Because we’e made so many architectural changes to the library, we’ve tried to keep breaking changes to a minimum. A lot of projects follow the philosophy that if you’re going to break anything, you may as well break everything. We think migration is easier if there’s a logic to what has changed. We’ve therefore followed a policy of avoiding breaking changes to the Doc, Span and Token objects. This way, you can focus on only migrating the code that does training, loading and serialization — in other words, code that works with the nlp object directly. Code that uses the annotations should continue to work.

Document processing

The Language.pipe method allows spaCy to batch documents, which brings a significant performance advantage in v2.0. The new neural networks introduce some overhead per batch, so if you’re processing a number of documents in a row, you should use nlp.pipe and process the texts as a stream.

- docs = (nlp(text) for text in texts)

+ docs = nlp.pipe(texts)

To make usage easier, there’s now a boolean as_tuples keyword argument, that lets you pass in an iterator of (text, context) pairs, so you can get back an iterator of (doc, context) tuples.

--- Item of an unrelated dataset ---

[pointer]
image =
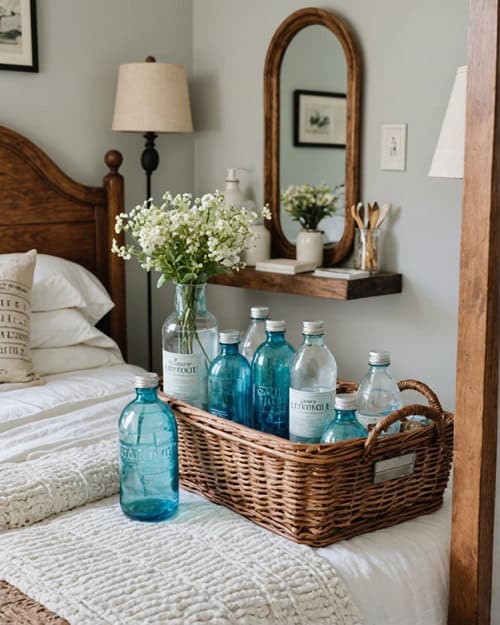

Saving, loading and serialization

Double-check all calls to spacy.load() and make sure they don’t use the path keyword argument. If you’re only loading in binary data and not a model package that can construct its own Language class and pipeline, you should now use the Language.from_disk method.

- nlp = spacy.load("en", path="/model")

+ nlp = spacy.load("/model")
+ nlp = spacy.blank("en").from_disk("/model/data")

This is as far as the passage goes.